É possível ser de esquerda, ou mais simplesmente democrático, humano, sem ficar indignado e protestar contra a imensa limpeza étnica que está ocorrendo em Gaza ? O genocídio dos palestinos em Gaza e nos territórios ocupados é insuportável. Não deixa espaço para interpretações ambíguas, infelizmente muito presentes em grande parte da política e da mídia de massa. Este governo, assim como a União Europeia, é claramente cúmplice do extermínio que está ocorrendo diante dos olhos da comunidade internacional. Uma comunidade internacional que durante décadas fingiu não ver o que estava acontecendo com os palestinos. O muro, o apartheid, os assassinatos seletivos. A expropriação de casas e terras. Israel não é um país democrático, como muitos comentaristas vendados nos dizem todos os dias. Milhões de pessoas viviam, mesmo antes de 7 de outubro, em uma grande gaiola, sem qualquer liberdade e sem esperança. Humilhados e privados de seu futuro todos os dias. Como você pode chamar de democracia um regime que faz isso com milhões de pessoas?

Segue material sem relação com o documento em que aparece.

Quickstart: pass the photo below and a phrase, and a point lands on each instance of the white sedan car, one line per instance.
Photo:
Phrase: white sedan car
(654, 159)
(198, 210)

Se a comunidade internacional, o nosso governo, a UE, continuarem a usar palavras ridículas e embaraçosas, perante o massacre de civis indefesos que ocorre todos os dias em Gaza, perante o genocídio, a limpeza étnica, o risco que corremos é, verdadeiramente, que, como o presidente americano e todos os seus amigos parecem querer dizer, a lei do mais forte se imponha, sem qualquer limite e sem qualquer espaço para a mediação internacional. O que está acontecendo em Gaza nos preocupa muito de perto e os parlamentares italianos que partiram para o Egito nessas horas fizeram bem em tentar levar solidariedade internacional às vítimas palestinas na passagem de Rafah . Com eles também algumas organizações italianas, incluindo a Arci com nosso presidente Walter Massa. Esperemos que isso ajude a mudar, pelo menos parcialmente, a maneira como os governos estão lidando com essa tragédia. Será necessário um esforço coletivo para manter a atenção alta e ampliar o protesto o máximo possível.